Adding/Porting Android FastBoot to your UEFI firmware

Overview

The implementation is distributed into several components:

  • EmbeddedPkg/Application/AndroidFastbootApp is the platform-independent UEFI application that handles the core logic of a Fastboot session. It uses the FASTBOOT_TRANSPORT_PROTOCOL to communicate with the host and the FASTBOOT_PLATFORM_PROTOCOL to initiate platform-specific operations.
  • EmbeddedPkg/Drivers/AndroidFastbootTransportUsbDxe is a driver implementing the FASTBOOT_TRANSPORT_PROTOCOL over USB by acting as a peripheral. This requires a USB peripheral or OTG controller and a UEFI driver for that controller. USB is the "default" transport system for Fastboot - the only one supported by the core AOSP.
  • ArmPlatformPkg/ArmVExpressPkg/ArmVExpressFastBootDxe is an example of a FASTBOOT_PLATFORM_PROTOCOL implementation for ARM development platforms. It uses the SD card as the "flash memory".
Image:UefiAndroidFastboot.PNG

Porting

To port UEFI Fastboot to your platform you will need implementations of the FASTBOOT_PLATFORM_PROTOCOL and the FASTBOOT_TRANSPORT_PROTOCOL. These UEFI protocols are documented in their respective header files under `EmbeddedPkg/Include/Protocol`.

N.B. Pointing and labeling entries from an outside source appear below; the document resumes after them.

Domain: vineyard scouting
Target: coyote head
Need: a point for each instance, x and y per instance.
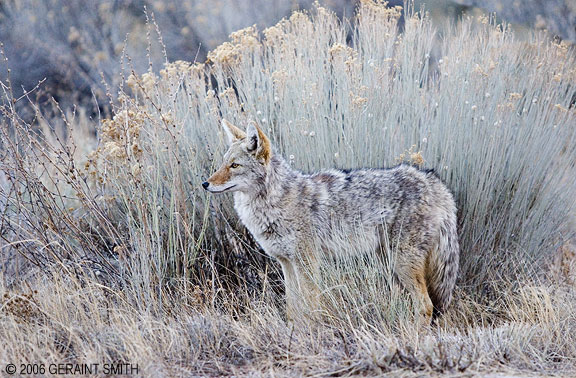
(245, 162)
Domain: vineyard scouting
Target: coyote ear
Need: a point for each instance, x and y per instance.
(232, 132)
(258, 143)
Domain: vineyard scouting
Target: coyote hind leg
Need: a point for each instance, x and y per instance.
(411, 272)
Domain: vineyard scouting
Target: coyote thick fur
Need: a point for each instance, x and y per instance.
(289, 213)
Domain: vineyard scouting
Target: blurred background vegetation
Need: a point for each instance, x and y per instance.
(76, 46)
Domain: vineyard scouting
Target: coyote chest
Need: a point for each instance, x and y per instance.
(268, 226)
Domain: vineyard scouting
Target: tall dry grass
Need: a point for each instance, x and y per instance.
(132, 260)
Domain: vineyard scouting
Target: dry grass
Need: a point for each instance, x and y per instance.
(112, 252)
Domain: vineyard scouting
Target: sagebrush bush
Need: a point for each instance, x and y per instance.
(476, 115)
(492, 115)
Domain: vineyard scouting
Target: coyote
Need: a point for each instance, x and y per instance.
(294, 216)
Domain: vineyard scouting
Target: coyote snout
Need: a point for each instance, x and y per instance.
(295, 216)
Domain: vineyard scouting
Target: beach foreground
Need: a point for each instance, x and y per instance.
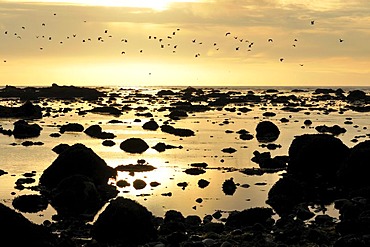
(246, 140)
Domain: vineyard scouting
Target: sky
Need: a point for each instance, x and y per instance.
(185, 43)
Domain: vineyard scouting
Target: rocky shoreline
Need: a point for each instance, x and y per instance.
(319, 170)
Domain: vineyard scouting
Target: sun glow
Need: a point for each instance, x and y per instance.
(158, 5)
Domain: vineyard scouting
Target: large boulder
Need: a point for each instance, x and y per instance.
(354, 173)
(316, 156)
(25, 111)
(16, 230)
(124, 222)
(22, 129)
(134, 145)
(76, 195)
(267, 131)
(77, 160)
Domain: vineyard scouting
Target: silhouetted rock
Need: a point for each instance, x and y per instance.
(96, 131)
(285, 194)
(16, 230)
(60, 148)
(30, 203)
(124, 222)
(177, 131)
(250, 217)
(73, 127)
(356, 95)
(106, 110)
(335, 129)
(134, 145)
(77, 159)
(150, 125)
(316, 156)
(229, 187)
(22, 129)
(25, 111)
(55, 91)
(353, 173)
(76, 195)
(267, 131)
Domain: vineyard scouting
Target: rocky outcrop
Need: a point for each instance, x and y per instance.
(124, 222)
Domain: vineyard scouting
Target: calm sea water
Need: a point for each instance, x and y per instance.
(206, 146)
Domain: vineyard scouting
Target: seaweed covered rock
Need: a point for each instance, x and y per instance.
(267, 131)
(250, 217)
(354, 172)
(134, 145)
(124, 222)
(16, 230)
(96, 131)
(316, 156)
(30, 203)
(23, 129)
(25, 111)
(76, 195)
(71, 127)
(77, 160)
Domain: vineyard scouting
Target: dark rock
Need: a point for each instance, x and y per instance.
(316, 156)
(134, 145)
(139, 184)
(76, 195)
(202, 183)
(77, 159)
(356, 95)
(229, 150)
(22, 129)
(124, 222)
(30, 203)
(250, 217)
(285, 194)
(60, 148)
(97, 132)
(194, 171)
(353, 172)
(106, 110)
(25, 111)
(229, 187)
(150, 125)
(335, 129)
(108, 143)
(267, 131)
(177, 131)
(73, 127)
(16, 230)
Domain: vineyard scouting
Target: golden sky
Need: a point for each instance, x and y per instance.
(166, 42)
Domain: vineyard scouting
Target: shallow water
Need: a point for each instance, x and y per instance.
(210, 138)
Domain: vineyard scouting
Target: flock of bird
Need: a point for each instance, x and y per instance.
(162, 42)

The FASTBOOT_PLATFORM_PROTOCOL's main responsibility is to handle the mapping from Fastboot's notion of "partition names" to actual partitions on the platform's storage media. It also handles OEM-specific Fastboot commands.

The FASTBOOT_TRANSPORT_PROTOCOL provides an abstracted means for AndroidFastbootApp to communicate with the host.

In order to use Fastboot over USB on your platform, you will need to write a UEFI driver for the USB peripheral controller which exposes the USB_DEVICE_PROTOCOL defined in `EmbeddedPkg/Include/Protocol/UsbDevice.h`. At time of writing, this protocol consists of the bare minimum of functionality required to implement Fastboot. You can then use UsbFastbootTransportDxe, which will consume the USB_DEVICE_PROTOCOL and produce the FASTBOOT_TRANSPORT_PROTOCOL.